Hmm. The space program/Apollo program is an indirect benefit of the USSR’s existence. We might today be farther along without their influence, but it is unlikely that we would have had manned missions to the moon (or perhaps at all) without the pressure of the cold war space race.
The two superpower system also sort of kept the peace on a grand scale (in terms of avoiding great power conflict). Extremely rough on the little guys caught in the middle.
To what extent the modern olympics was affected by teh eastern bloc factory production of athletes is debateable I suppose.
The USSR also provided about 40 years of villains for hollywood.
John Mace A lot of the Nazi’s “b-list” racial projects weren’t completed due to the complexities of the war. However, there were a number of steps that indicate that the Germans were pretty dang serious about it. IIRC a fairly large quantity of volksdeutsch spent the war in resettlement/refugee camps because the areas they were to colonize were not yet ready. (That the individuals in question might not have wanted to move, or were unable to speak German, were not really issues of importance).

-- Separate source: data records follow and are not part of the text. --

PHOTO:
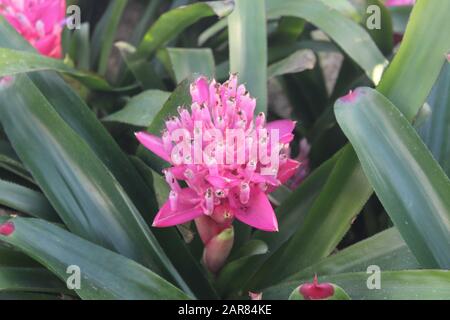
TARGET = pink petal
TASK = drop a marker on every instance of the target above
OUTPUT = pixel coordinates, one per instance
(153, 144)
(207, 228)
(167, 218)
(287, 170)
(259, 213)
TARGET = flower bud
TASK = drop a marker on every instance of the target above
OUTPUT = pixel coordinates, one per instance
(217, 250)
(318, 291)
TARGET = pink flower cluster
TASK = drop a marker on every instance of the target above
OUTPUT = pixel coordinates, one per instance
(394, 3)
(228, 190)
(39, 21)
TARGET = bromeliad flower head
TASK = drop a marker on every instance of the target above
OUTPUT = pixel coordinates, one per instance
(395, 3)
(38, 21)
(227, 159)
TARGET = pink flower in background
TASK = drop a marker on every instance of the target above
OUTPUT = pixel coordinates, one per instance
(222, 191)
(38, 21)
(394, 3)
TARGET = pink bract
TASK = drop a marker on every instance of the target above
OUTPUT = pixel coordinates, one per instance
(394, 3)
(222, 191)
(39, 21)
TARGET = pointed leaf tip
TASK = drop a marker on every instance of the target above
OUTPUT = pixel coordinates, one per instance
(350, 97)
(7, 228)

Sebastopol Whether or not the German atomic program, was, in terms of theory, a whisker of an atomic bomb is a matter of some debate. Most of what I have read (The making of the atomic bomb, Heisenberg’s war, various excerpts from the epsilon tapes) are at best ambiguous, at worst, tending to indicate that their grasp on certain issues (why their reactor didn’t, etc) was not as great as it might. On the physical, infrastructure side they were nowhere near having an atomic bomb. They had neither the quantities of radioactive ores nor anything like the scale of separation facilities necessary for a weapon. Certainly the lack of a grasp in the Nazi leadership for the weapons potential of “Jew physics” hurt their chances, as did the German weapons programs rise to almost prominence at a time when the Germans were finally rationalizing their war production/going to a total war economy under Speer (or at least, as much of a total war economy as they were able to muster).